Skip GraphQL if your API is basically a handful of resource endpoints that one frontend consumes. You’re paying for the schema, the resolver plumbing, the DataLoader setup, the caching headaches - and getting flexibility nobody’s asking for. A boring REST controller ships faster and any dev on the team can debug it at 2am without a mental map of your resolver graph.
GraphQL earns its keep when you’ve got many different clients wanting different shapes of the same data - a web app, a mobile app, some internal tool - and they’d otherwise be nagging you for a new endpoint every sprint.
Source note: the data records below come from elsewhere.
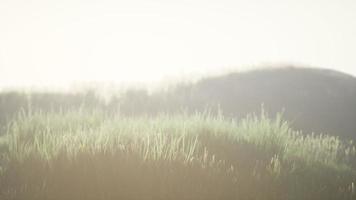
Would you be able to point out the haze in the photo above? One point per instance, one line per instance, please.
(45, 43)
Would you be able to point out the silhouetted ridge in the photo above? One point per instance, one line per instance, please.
(316, 100)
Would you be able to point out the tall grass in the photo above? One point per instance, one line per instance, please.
(82, 154)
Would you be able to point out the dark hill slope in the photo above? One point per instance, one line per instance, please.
(314, 100)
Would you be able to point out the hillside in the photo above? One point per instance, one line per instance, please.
(313, 100)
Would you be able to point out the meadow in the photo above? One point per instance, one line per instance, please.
(95, 154)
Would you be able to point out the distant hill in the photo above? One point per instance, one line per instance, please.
(314, 100)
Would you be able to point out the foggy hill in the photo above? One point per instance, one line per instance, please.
(313, 100)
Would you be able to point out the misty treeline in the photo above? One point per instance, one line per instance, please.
(312, 100)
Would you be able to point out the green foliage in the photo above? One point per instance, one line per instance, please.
(86, 154)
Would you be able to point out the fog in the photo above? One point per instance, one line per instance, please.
(58, 43)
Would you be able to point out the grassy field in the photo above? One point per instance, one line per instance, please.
(87, 155)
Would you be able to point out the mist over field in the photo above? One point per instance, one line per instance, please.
(177, 100)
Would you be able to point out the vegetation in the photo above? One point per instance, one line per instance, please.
(86, 154)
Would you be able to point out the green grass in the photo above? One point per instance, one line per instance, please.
(92, 155)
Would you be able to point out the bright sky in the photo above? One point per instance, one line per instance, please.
(48, 42)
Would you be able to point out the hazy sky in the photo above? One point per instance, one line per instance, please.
(44, 42)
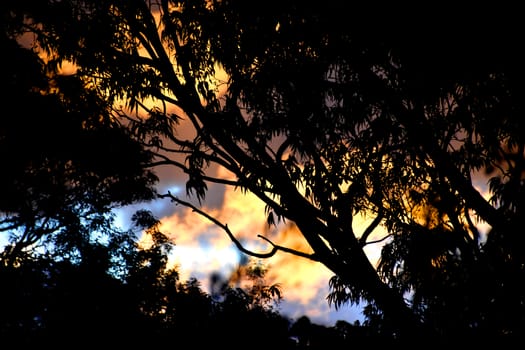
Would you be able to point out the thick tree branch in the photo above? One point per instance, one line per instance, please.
(238, 244)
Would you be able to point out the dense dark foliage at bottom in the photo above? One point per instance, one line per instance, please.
(65, 305)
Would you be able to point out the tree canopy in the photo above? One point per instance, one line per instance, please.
(325, 114)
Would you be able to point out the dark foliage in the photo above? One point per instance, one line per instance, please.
(326, 113)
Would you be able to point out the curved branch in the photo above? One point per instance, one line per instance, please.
(290, 251)
(238, 244)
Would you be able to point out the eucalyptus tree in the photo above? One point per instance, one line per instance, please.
(327, 113)
(66, 161)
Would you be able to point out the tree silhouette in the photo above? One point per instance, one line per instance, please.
(323, 120)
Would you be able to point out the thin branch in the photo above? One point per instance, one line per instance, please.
(238, 244)
(291, 251)
(371, 228)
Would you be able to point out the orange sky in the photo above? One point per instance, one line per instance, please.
(202, 248)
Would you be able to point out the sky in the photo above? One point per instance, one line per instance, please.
(202, 248)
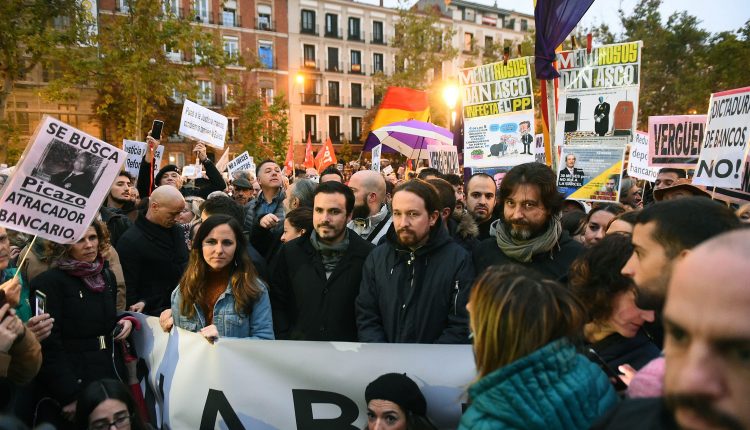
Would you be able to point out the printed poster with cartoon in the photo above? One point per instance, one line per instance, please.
(498, 112)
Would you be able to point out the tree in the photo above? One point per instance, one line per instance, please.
(141, 62)
(29, 30)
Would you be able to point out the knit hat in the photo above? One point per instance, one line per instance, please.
(399, 389)
(162, 171)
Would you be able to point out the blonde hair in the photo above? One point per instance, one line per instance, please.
(514, 312)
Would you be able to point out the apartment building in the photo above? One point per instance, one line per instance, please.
(335, 48)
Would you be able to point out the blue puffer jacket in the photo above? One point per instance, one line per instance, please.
(257, 325)
(552, 388)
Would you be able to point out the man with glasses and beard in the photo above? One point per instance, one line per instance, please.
(707, 349)
(529, 231)
(415, 285)
(371, 217)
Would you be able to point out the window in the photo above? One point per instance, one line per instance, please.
(311, 127)
(232, 48)
(205, 93)
(201, 10)
(332, 25)
(377, 32)
(356, 62)
(265, 54)
(308, 21)
(377, 63)
(334, 128)
(264, 17)
(357, 95)
(354, 29)
(356, 128)
(333, 60)
(309, 56)
(468, 42)
(333, 93)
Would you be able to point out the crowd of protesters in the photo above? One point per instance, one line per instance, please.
(617, 315)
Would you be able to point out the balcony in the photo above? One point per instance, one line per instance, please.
(309, 63)
(312, 30)
(335, 33)
(334, 67)
(356, 37)
(310, 99)
(356, 69)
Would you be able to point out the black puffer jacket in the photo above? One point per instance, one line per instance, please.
(153, 259)
(306, 305)
(415, 296)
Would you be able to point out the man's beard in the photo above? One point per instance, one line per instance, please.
(701, 407)
(361, 211)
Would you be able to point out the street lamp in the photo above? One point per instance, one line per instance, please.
(450, 95)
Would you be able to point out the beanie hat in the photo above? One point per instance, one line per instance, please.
(162, 171)
(399, 389)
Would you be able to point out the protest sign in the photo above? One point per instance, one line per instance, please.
(590, 172)
(135, 151)
(376, 151)
(297, 384)
(638, 160)
(242, 162)
(60, 182)
(598, 94)
(498, 114)
(725, 143)
(540, 155)
(444, 158)
(675, 141)
(203, 124)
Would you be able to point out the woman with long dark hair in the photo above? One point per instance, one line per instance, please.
(220, 294)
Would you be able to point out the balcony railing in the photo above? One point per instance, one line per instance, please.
(310, 99)
(336, 33)
(334, 67)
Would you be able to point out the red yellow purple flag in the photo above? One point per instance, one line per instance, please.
(401, 104)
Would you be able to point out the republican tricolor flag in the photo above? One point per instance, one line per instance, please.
(401, 104)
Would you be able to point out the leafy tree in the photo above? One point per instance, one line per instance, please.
(29, 30)
(131, 70)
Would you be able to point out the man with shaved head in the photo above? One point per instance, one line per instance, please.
(153, 253)
(371, 217)
(707, 348)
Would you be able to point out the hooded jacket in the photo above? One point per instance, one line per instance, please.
(551, 388)
(415, 296)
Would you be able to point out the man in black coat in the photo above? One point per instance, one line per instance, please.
(153, 253)
(529, 232)
(415, 285)
(316, 277)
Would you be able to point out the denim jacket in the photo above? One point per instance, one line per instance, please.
(257, 325)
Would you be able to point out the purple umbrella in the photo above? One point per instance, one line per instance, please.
(409, 138)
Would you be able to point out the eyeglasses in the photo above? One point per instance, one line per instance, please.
(121, 422)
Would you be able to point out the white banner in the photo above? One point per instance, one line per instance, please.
(638, 161)
(203, 124)
(242, 162)
(444, 158)
(242, 383)
(725, 144)
(62, 179)
(135, 151)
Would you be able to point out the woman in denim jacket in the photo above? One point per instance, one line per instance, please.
(220, 294)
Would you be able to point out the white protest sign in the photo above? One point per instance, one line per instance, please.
(444, 158)
(639, 155)
(290, 379)
(203, 124)
(725, 143)
(60, 183)
(242, 162)
(135, 151)
(376, 151)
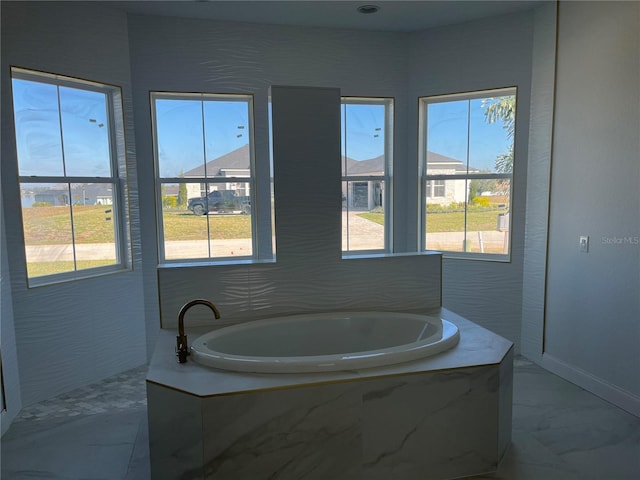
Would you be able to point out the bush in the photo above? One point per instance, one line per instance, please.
(481, 202)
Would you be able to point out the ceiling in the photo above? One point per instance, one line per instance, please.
(393, 15)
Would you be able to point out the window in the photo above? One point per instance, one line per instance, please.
(467, 156)
(367, 139)
(71, 166)
(205, 183)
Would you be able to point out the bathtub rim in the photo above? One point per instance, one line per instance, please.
(351, 361)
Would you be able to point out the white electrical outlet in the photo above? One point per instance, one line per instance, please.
(584, 243)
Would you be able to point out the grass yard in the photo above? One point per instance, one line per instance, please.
(451, 221)
(52, 225)
(180, 225)
(38, 269)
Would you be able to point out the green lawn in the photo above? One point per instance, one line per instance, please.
(451, 221)
(51, 225)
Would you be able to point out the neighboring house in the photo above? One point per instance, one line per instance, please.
(233, 164)
(357, 195)
(444, 192)
(93, 194)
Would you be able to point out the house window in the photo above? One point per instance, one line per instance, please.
(367, 150)
(204, 161)
(466, 161)
(71, 167)
(435, 188)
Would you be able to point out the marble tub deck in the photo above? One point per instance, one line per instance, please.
(440, 417)
(560, 432)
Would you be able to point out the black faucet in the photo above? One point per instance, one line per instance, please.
(182, 350)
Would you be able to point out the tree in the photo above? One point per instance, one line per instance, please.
(502, 109)
(182, 192)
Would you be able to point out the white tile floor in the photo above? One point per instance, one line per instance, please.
(560, 432)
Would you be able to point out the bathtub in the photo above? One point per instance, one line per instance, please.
(325, 342)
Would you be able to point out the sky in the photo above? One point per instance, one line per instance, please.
(192, 132)
(83, 116)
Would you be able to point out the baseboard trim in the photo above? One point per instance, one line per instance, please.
(612, 394)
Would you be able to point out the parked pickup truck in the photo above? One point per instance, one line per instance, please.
(225, 201)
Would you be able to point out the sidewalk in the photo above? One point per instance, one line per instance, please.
(363, 235)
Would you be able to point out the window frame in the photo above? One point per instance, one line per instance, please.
(117, 178)
(387, 178)
(424, 177)
(251, 180)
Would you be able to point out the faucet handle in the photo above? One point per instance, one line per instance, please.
(181, 348)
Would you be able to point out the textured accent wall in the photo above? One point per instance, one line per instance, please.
(11, 400)
(309, 275)
(74, 333)
(538, 181)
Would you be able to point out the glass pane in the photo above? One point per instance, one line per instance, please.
(85, 132)
(46, 214)
(226, 133)
(215, 223)
(93, 224)
(447, 137)
(488, 217)
(491, 128)
(37, 123)
(363, 139)
(363, 215)
(445, 218)
(180, 146)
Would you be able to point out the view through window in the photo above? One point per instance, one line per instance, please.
(367, 139)
(467, 156)
(70, 175)
(205, 181)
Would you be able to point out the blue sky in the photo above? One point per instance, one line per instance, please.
(185, 141)
(83, 115)
(449, 124)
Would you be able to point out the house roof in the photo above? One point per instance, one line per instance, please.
(376, 165)
(239, 159)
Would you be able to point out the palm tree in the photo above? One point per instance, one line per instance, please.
(502, 109)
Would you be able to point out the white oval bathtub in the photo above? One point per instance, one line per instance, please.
(324, 342)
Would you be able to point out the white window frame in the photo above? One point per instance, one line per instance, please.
(425, 177)
(387, 178)
(117, 179)
(202, 181)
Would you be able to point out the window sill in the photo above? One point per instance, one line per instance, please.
(78, 275)
(214, 263)
(356, 256)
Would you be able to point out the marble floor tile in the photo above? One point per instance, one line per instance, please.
(560, 432)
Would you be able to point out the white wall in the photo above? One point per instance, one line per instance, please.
(142, 54)
(479, 55)
(593, 304)
(12, 402)
(75, 333)
(538, 180)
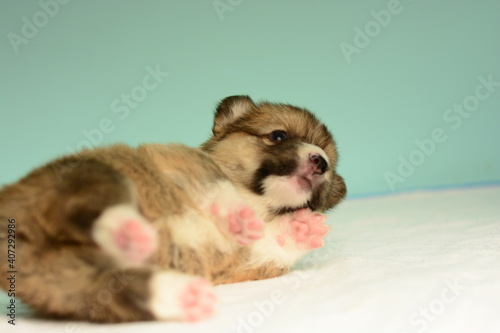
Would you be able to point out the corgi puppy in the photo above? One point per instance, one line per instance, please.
(119, 234)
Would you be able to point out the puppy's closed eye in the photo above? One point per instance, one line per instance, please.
(278, 136)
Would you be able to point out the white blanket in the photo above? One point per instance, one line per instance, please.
(412, 262)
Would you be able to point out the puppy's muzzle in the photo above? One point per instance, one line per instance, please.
(318, 164)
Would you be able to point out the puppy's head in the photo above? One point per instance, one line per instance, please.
(281, 153)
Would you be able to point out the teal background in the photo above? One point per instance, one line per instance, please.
(394, 91)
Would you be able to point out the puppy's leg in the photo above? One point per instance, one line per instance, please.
(124, 235)
(187, 297)
(79, 283)
(96, 203)
(302, 229)
(233, 214)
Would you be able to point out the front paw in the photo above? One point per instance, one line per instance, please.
(239, 220)
(305, 228)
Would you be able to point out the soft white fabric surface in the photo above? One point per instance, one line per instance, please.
(412, 262)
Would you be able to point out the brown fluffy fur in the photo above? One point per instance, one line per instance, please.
(62, 272)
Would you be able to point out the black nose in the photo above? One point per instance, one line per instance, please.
(319, 164)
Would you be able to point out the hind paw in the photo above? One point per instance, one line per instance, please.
(125, 235)
(181, 297)
(305, 227)
(239, 220)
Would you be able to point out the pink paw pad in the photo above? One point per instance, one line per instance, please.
(308, 228)
(198, 300)
(242, 223)
(136, 240)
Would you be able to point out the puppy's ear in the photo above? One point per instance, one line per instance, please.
(230, 109)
Or when your data is genuinely graph-shaped and clients want to walk relationships however they please. That’s the sweet spot. Mobile teams especially love it because they control exactly what comes down over a flaky connection.
If it’s file uploads and simple CRUD? REST. Don’t overthink it.
that’s basically it
The one-line version of everything I learned the hard way: GraphQL isn’t a better REST, it’s a different set of tradeoffs. It moves complexity around rather than deleting it. Design your schema like the long-lived contract it is, assume N+1 is lurking behind every relationship field, reach for DataLoader before you think you need it, and teach your frontend that a 200 doesn’t mean it worked.
Get those four right and it’s a genuinely lovely way to build an API. Skip them and you get my four-second product page.